Preincubated ftz transcripts localize in apical caps above the nuclei, thereby differing slightly from endogenous transcripts that localize as a continuous stripe domain. A further difference is that the accumulations of preincubated transcripts appear more particulate than those of endogenous transcripts, although this may reflect differences in expression levels or detection methods. In any case, the efficiency of localization is high, and little residual transcript remains at the site of injection. Thus, nuclear extracts include factors that specifically promote apical localization of preincubated ftz transcripts. Endogenous ftz transcripts are never observed in the basal periplasm, indicating that localization by a cytoplasmic mechanism should be extremely rapid. Efficient localization occurs in all embryos 4-5 min after injection, and 50% of embryos display apical localized transcripts 2-2.5 min after injection. Thus, preincubated transcripts also localize rapidly (Lall, 1999).

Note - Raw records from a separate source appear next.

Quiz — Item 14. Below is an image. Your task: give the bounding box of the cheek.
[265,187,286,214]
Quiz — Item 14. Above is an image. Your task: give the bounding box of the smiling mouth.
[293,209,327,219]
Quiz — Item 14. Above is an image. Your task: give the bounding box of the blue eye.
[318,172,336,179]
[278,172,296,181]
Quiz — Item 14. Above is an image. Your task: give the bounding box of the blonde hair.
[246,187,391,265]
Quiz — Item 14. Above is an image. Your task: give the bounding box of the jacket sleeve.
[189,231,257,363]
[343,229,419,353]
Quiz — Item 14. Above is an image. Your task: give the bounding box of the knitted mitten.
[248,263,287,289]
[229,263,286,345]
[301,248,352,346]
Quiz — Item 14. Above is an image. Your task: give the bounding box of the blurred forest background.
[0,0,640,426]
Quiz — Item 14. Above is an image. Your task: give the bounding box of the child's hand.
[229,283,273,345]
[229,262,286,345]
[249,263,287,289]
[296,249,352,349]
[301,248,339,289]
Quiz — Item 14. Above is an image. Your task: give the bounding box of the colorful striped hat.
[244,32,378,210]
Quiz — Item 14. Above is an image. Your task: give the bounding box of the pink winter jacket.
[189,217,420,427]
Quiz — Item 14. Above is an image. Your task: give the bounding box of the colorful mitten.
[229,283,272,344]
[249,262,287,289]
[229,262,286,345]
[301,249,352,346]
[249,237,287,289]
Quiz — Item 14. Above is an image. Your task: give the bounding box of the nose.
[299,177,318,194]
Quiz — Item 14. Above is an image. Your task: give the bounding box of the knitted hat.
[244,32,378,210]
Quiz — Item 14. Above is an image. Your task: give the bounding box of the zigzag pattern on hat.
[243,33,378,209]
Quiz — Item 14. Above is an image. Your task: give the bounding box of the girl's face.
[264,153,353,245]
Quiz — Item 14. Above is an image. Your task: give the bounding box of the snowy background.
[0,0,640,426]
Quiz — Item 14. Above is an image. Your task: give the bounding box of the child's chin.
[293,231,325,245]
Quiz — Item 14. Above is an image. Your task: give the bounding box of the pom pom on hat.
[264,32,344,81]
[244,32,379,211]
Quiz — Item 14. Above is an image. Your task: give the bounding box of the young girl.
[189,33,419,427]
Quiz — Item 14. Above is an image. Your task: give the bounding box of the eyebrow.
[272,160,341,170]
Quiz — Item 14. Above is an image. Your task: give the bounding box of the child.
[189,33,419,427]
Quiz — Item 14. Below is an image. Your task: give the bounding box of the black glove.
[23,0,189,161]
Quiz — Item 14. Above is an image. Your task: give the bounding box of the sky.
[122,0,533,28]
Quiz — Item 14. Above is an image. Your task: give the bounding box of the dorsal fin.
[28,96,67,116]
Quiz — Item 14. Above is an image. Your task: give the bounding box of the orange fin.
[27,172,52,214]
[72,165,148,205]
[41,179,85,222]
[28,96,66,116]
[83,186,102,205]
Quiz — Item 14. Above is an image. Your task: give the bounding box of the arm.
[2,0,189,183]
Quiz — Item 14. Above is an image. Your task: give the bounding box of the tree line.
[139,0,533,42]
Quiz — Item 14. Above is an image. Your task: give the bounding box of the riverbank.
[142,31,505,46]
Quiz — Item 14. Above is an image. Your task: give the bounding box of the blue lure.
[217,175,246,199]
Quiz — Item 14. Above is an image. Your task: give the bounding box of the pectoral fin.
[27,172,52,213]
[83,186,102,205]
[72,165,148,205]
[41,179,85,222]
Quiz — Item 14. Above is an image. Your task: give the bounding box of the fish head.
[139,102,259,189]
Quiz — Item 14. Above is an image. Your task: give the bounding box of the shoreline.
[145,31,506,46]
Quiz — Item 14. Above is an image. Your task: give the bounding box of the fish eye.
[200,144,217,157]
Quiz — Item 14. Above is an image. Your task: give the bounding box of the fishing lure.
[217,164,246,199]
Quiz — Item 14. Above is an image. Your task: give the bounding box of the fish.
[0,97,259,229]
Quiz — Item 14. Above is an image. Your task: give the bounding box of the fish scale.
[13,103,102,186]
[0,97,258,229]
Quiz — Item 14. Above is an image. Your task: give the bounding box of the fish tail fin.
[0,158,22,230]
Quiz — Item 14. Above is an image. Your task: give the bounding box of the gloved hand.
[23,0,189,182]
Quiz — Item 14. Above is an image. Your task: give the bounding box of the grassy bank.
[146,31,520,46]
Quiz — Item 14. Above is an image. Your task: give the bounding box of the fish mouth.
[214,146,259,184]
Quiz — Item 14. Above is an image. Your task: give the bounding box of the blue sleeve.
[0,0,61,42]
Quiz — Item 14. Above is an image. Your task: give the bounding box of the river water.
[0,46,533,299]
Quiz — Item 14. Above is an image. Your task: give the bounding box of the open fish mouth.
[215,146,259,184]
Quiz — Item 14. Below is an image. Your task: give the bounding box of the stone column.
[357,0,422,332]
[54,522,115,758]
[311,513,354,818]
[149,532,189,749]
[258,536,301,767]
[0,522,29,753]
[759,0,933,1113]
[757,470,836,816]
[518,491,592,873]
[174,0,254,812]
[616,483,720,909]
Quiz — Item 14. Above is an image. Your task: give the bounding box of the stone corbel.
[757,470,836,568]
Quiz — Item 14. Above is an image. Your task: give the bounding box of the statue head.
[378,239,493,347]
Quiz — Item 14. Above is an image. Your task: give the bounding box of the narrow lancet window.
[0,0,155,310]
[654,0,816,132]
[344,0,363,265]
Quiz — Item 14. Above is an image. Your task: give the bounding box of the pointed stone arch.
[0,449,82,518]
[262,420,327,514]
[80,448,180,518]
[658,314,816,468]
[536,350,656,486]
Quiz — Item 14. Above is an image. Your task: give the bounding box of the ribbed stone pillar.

Localization of preincubated ftz is dependent on microtubules but independent of microfilaments. Early cycle 14 embryos were injected with 2 µg/ml of colcemid and 10 min later, injected with preincubated FITC-ftz transcript mixture. Localization is almost completely disrupted: the behavior of FITC-ftz resembles that of coinjected Rh-ftzDelta3'. This inhibition of localization indicates that pair-rule transcript localization depends on an intact microtubule cytoskeleton. By contrast, preincubated FITC-ftz transcripts still localize apically in embryos that have been coinjected with Cytochalasin B, which disrupts actin-dependent processes such as anchoring of nuclei to the cortex and, indeed, causes displacement of nuclei into the basal periplasm. Thus, processes disrupted by Cytochalasin B are not required for apical localization of preincubated FITC-ftz transcripts (Lall, 1999).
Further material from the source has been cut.